The site continued: “It is also one of the major signs of diabetes mellitus.
“When the kidneys filter blood to make urine, they reabsorb all of the sugar, returning it to the bloodstream.
“In diabetes, the level of sugar in the blood is abnormally high.
“Not all of the sugar can be reabsorbed and some of this excess glucose from the blood ends up in the urine where it draws more water.
“This results in unusually large volumes of urine.”

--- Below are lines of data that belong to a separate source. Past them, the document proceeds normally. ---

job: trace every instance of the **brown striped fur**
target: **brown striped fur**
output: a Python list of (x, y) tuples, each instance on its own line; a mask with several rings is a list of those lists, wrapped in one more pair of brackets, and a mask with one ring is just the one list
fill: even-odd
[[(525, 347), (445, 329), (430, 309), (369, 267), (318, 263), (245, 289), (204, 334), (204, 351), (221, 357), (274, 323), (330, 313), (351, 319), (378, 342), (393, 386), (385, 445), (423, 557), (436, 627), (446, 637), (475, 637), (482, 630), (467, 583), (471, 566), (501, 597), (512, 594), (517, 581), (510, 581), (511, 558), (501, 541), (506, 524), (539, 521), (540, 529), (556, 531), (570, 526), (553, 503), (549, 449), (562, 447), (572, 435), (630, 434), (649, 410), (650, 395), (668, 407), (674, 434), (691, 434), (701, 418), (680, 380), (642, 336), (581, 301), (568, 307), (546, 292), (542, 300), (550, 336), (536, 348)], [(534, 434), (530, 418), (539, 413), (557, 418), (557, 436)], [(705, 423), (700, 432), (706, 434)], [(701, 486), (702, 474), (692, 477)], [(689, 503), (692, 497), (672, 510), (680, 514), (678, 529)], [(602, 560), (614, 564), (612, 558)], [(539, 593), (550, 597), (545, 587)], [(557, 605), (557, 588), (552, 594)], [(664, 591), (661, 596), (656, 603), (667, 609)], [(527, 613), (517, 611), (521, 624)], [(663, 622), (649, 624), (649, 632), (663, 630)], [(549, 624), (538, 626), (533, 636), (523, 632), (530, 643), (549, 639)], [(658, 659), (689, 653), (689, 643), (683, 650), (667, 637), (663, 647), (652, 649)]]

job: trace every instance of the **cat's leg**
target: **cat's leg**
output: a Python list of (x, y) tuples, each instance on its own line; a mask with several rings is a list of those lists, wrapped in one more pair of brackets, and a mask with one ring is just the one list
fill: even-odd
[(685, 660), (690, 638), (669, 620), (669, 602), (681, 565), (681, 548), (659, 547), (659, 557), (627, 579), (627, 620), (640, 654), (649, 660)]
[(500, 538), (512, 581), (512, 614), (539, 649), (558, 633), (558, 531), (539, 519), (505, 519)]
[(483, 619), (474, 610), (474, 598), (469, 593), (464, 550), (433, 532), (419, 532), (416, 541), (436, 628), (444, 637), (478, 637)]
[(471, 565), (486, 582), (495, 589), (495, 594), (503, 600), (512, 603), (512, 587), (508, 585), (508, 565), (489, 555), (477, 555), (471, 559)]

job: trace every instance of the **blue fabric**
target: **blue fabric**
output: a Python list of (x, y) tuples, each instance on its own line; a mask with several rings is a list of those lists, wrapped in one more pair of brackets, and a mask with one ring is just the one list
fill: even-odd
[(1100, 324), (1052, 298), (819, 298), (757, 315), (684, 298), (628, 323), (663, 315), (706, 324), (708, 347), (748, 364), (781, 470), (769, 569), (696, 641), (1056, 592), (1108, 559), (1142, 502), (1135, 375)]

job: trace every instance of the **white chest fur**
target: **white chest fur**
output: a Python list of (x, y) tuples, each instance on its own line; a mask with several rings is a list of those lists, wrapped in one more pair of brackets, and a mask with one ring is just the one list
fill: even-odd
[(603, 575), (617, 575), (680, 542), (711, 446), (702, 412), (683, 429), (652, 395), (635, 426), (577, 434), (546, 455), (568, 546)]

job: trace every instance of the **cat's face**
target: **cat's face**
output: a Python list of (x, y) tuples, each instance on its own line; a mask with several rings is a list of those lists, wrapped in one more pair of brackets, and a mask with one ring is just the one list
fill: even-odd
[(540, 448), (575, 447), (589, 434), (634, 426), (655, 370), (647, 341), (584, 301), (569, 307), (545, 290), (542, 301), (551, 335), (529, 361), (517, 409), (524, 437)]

When it comes to needing to urinate, there is no normal amount of time in a day.
Frequent urination is usually defined as having to go more frequently than one would normally.
When this occurs, it is often a sign that something is not quite right.
Urinating more often than normal does not always signal type 2 diabetes and could be a result of a number of different factors.
Some other possible explanations for this increased need to urinate could be a kidney infection, an overactive bladder or a urinary tract infection.
Treating bladder problems resulting from type 2 diabetes is best approached by treating the condition itself.
By monitoring fluid intake or scheduling bathroom trips will not solve the major problem which is too much blood sugar in the body.
A GP will be able to come up with a treatment plan to help lower blood sugar levels.
Monitoring one’s diet and ensuring some form of regular physical activities is often one of the best ways to help lower your blood sugar and therefore less urination.